Ofcourse every event should be idempotent.
But wouldn’t this solve our problem of the event store being a single point of entry?
Not particularly a mongodb solution but have you considered leveraging the Streams feature introduced in Redis 5 to implement a reliable event store. Take a look this intro here
I find that it has rich set of features like message tailing, message acknowledgement as well as the ability to extract unacknowledged messages easily. This surely helps to implement at least once messaging guarantees. It also support load balancing of messages using "consumer group" concept which can help with scaling the processing part.
Regarding your concern about being the single point of failure, as per the documentation, streams and consumer information can be replicated across nodes and persisted to disk (using regular Redis mechanisms I believe). This helps address the single point of failure issue. I'm currently considering using this for one of my microservices projects.
Architecture question: We have an Apache Kafka based eventing system and multiple systems producing / sending events. Each event has some data including an ID and I need to implement a "ID is complete"-event. Example:
Event_A(id)
Event_B(id)
Event_C(id)
are received asynchonrously, and only once all 3 events are received, I need to send a Event_Complete(id). The problem is that we have multiple clusters of consumers and our database is eventual consistent.
A simple way would be to use the eventually consistent DB to store which events we have for each ID and add a "cron" job to catch race conditions eventually.

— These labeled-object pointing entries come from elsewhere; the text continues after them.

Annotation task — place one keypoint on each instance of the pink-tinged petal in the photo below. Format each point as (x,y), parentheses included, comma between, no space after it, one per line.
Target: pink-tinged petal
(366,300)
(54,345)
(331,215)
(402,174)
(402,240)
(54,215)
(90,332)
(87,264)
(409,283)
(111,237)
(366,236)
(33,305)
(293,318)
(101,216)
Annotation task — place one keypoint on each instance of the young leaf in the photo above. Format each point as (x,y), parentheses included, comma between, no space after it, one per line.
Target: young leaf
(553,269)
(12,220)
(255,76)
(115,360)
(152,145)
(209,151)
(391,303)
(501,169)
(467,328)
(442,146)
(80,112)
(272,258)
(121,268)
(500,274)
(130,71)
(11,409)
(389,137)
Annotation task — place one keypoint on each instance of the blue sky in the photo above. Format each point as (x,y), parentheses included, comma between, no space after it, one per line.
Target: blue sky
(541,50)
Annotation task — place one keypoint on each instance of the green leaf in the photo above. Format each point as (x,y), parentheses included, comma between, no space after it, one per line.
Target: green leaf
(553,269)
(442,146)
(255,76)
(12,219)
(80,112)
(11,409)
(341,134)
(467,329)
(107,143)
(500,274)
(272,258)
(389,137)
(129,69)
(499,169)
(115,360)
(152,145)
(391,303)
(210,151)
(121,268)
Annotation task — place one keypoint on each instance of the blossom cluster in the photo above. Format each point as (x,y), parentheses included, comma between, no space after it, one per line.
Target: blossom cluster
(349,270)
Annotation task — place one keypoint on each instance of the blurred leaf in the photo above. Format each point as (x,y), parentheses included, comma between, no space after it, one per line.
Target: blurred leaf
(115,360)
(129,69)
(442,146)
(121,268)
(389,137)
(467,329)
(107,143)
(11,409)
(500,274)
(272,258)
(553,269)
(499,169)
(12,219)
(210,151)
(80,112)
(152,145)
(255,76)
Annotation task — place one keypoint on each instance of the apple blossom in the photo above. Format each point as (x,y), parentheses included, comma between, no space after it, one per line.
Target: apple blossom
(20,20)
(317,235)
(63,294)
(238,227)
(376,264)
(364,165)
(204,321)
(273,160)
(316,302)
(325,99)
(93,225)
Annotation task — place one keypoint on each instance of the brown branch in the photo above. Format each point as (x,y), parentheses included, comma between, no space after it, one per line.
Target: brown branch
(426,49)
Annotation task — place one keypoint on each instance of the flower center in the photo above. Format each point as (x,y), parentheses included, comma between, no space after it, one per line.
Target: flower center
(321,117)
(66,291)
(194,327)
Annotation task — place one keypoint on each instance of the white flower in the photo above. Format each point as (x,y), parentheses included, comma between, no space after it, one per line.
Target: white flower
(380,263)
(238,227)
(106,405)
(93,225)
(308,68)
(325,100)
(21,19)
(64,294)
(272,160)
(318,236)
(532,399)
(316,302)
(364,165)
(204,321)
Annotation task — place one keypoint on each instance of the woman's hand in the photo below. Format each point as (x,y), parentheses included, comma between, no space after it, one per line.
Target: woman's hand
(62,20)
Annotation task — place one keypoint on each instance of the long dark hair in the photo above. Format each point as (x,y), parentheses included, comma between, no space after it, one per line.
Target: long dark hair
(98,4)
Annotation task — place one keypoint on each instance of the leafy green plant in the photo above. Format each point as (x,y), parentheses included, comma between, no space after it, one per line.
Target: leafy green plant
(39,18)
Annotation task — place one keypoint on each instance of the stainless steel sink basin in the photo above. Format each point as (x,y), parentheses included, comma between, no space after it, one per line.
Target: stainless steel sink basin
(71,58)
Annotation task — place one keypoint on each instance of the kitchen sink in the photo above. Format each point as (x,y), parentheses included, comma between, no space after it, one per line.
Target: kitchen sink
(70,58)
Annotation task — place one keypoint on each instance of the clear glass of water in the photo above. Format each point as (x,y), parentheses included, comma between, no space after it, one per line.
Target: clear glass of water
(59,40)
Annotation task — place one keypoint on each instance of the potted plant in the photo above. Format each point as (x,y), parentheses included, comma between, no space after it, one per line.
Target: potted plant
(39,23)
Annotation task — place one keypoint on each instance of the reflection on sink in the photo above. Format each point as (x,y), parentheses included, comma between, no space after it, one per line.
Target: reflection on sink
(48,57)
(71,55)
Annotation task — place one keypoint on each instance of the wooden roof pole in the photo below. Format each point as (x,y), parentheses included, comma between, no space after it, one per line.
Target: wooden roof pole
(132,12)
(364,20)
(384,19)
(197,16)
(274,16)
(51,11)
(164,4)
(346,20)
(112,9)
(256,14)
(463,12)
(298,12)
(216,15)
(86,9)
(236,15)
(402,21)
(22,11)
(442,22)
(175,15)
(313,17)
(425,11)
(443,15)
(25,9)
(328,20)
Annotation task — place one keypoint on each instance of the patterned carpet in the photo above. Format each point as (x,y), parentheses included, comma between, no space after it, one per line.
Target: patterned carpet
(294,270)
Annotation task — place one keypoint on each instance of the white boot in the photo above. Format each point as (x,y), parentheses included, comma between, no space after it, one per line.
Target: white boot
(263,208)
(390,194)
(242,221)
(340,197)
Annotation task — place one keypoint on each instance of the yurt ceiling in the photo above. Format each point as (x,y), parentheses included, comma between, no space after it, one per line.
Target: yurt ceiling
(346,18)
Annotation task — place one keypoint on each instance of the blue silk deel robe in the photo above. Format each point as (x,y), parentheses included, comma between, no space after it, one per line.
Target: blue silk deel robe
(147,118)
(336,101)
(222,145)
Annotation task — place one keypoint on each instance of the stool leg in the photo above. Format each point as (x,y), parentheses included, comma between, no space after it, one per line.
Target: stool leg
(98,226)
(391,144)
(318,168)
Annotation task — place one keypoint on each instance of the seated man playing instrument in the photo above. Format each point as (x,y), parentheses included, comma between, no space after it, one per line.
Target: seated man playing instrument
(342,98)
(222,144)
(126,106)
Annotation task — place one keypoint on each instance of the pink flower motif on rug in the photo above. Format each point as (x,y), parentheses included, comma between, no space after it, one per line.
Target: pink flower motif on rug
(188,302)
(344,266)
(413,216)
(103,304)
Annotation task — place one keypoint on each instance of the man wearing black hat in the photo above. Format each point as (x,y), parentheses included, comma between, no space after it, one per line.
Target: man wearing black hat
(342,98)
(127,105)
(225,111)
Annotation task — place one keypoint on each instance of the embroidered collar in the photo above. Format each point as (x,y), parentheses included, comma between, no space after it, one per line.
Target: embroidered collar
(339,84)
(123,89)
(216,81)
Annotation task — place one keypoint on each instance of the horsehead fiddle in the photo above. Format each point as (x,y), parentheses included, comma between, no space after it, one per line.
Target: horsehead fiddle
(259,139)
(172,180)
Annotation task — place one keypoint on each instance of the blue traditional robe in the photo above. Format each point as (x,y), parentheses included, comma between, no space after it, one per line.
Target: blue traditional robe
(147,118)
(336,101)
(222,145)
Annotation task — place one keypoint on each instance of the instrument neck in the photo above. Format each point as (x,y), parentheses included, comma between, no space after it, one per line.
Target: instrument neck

It feels like a problem that might have been solved out there already. So my question is, is there a better way to do it (without introducing a consistent datastore to the picture)?
Thanks a bunch!
Say I have one JMS message FooCompleted
{"businessId": 1,"timestamp": "20140101 01:01:01.000"}
and another JMS message BazCompleted
{"businessId": 1,"timestamp": "20140101 01:02:02.000"}
The use case is that I want some action triggered when both messages have been received for the business id in question - essentially a join point of reception of the two messages. The two messages are published on two different queues and order between reception of FooCompleted and BazCompleted may change. In reality, I may need to have join of reception of several different messages for the businessId in question.
The naive approach was that to store the reception of the message in a db and check if message(s) its dependent join arm(s) have been received and only then kick off the action desired. Given that the problem seems generic enough, we were wondering if there is a better way to solve this.
Another thought was to move messages from these two queues into a third queue on reception. The listener on this third queue will be using a special avataar of DefaultMessageListenerContainer which overrides the doReceiveAndExecute to call receiveMessage for all outstanding messages in the queue and adding messages back to the queue whose all dependent messages have not yet arrived - the remaining ones will be acknowledged and hence removed. Given that the quantum of messages will be low, probing the queue over and adding messages again should not be a problem. The advantage would be avoiding the DB dependency and the associated scaffolding code. Wanted to see if there is something glaringly bad with this
Gurus, please critique and point out better ways to achieve this.
Thanks in advance!
Spring Integration with a JMS message-driven adapter and an aggregator with custom correlation and release strategies, and a peristent (JDBC) message store will provide your first solution without writing much (or any) code.